そんな訳で真面目な空気は一瞬で破綻。慌てるスイの様子が微笑ましい。


「すみません。あの後熱が出てしまって、その時の記憶が曖昧なんですよ」


「……治癒魔法は使えるよね?」


「ええ、まぁ簡単なものくらいは」


「教えて下さい」


「ごめんなさい、無理です」


身を乗り出すまで真剣なスイ。それに間髪入れずに私は断った。私は元来人に教えることは得意ではない。加えて治癒魔法は半端な人が他者に教えていい代物ではなかった。人の怪我どころか重傷だった部位を再生することすら可能なこの魔法。未熟な者が未熟なまま使うのはかなりの危険行為だ。それがわかるからこそ安易に教えようとは思わなかった。


「そうですか……」


少しばかり落ち込むスイ。罪悪感に苛まれるがなんとか耐える。


「魔法術事象論?」


私が耐えているところで、スイはなにやら珍しい物を見つけたように手に取った。


「魔法研究科(国の研究機関)の最新の書籍です」


「少し読んでもいい?」


「構いませんよ?」


私の許可を貰うとペラペラとページを捲る。そして読んだ感想。


「さっぱりわからない……ユーリさんはこれわかるの?」


「一応それなりには」


スイがビックリした様子で私を見るが、それも仕方ないだろう。内容に関して理解できる人なんて身近では学校の先生や極々一部の限られた生徒ぐらいだから。

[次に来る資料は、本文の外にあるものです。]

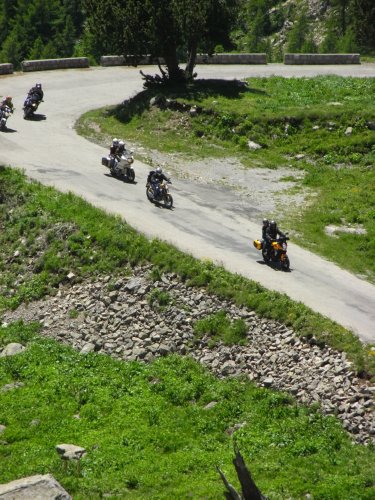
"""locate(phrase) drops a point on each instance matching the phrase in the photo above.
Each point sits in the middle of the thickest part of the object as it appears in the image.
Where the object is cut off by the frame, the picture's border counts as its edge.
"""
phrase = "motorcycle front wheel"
(131, 175)
(27, 113)
(285, 263)
(149, 194)
(168, 201)
(265, 256)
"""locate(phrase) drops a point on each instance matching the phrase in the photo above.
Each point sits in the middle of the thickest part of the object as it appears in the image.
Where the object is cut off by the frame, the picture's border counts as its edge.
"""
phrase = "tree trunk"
(191, 60)
(174, 71)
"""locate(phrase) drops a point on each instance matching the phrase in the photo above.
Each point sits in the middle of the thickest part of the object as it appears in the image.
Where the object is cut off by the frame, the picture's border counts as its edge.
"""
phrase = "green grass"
(287, 117)
(148, 435)
(59, 233)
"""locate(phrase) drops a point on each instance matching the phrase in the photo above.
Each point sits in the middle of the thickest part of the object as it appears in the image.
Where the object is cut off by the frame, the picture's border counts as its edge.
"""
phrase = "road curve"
(206, 222)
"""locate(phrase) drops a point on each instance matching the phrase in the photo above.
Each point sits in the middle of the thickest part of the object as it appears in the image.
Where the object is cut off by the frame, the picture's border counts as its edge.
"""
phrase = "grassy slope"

それから魔法についての本のことや私の知っていることを少し話して別れを告げた。


リンは以前話しにくいと言っていた気がするが、ちゃんと話せるしいい娘だ。ちゃんと話せばリンだったらすぐ友達になれることだろう。


ところでスイの持ってきたケーキ、余った分どうしようか。ここで二個食べるのは食い意地が張っているようで嫌だ。悩んだ末、レナに進呈することにした。スイもそのつもりでケーキを三つ持ってきたのだろうし。




夜、夕食の帰りに廊下でリンとすれ違う。どこか楽しそうで、心なしかふわふわしているように見える。

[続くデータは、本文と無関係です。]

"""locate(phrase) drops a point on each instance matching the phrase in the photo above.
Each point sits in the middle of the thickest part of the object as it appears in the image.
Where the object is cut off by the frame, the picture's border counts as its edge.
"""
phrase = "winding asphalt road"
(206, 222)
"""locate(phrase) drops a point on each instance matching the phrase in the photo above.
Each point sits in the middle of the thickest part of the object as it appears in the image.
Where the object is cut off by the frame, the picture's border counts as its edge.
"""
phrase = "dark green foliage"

「こんばんは、リン。クロウとのデートは如何でしたか?」


「えっ、えっ!?」


試しにこんな言葉を掛けてからかってみることに。案の定顔を真っ赤にしてあたふた。羞恥の目からはどうして知ってるの、と言わんばかりだ。


「今朝、クロウからリンと買い物に行く旨を聞きまして」


私がそう言うと更に顔を真っ赤にしてまるで茹でダコのよう。


「応援してますよ」


「……ありがと」


照れながらも嬉しそうなリン。それが可愛らしく見える。これが恋する乙女なのだろうか。少し羨ましい。

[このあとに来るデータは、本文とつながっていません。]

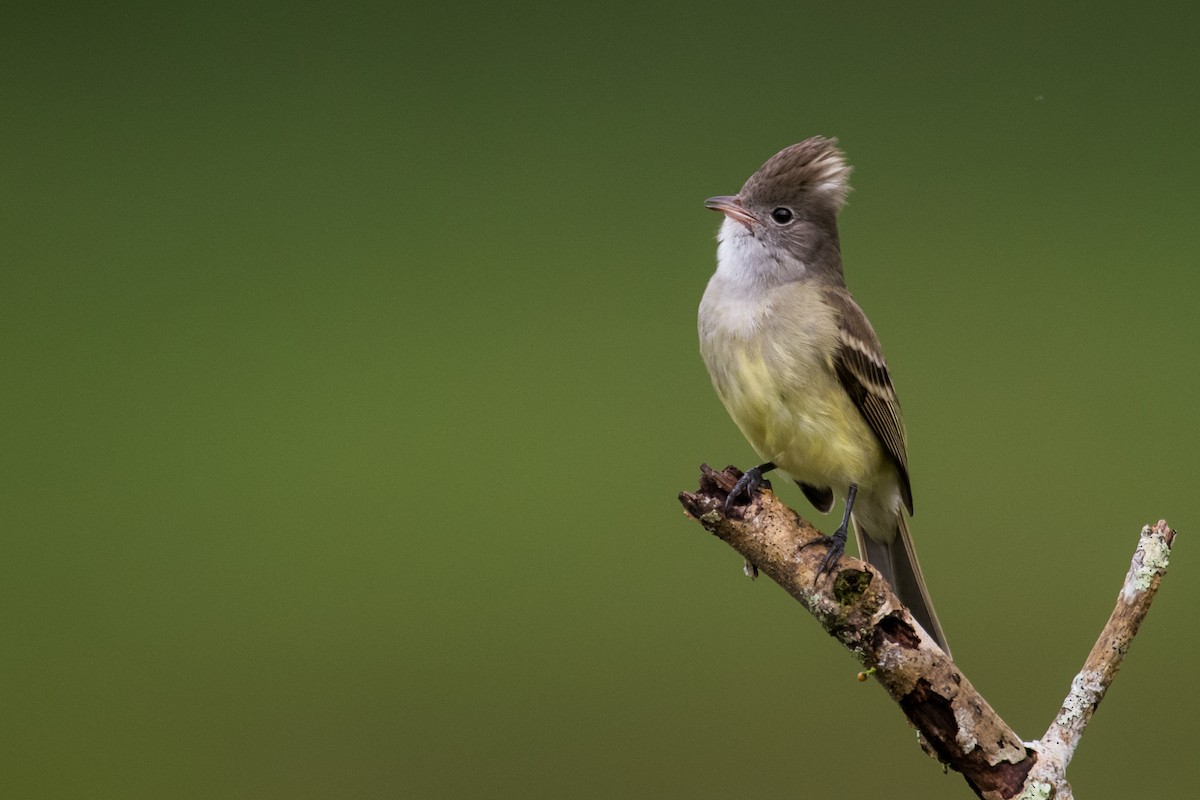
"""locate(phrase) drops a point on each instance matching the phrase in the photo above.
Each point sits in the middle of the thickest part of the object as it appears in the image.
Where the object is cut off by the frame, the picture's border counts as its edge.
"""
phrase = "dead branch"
(857, 607)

リンはこれから夕食のようでお別れ。すれ違ったところで思い出したように私は言う。


「リンと相部屋のスイさん、いい人ですよ」


私の言葉に一瞬キョトンとするリン。でもすぐ笑う。


「知ってる!」


いつもの無邪気な笑顔。きっと私の知らないところで既に仲良くなっていたのだろう。よかった、私は素直にそう思った。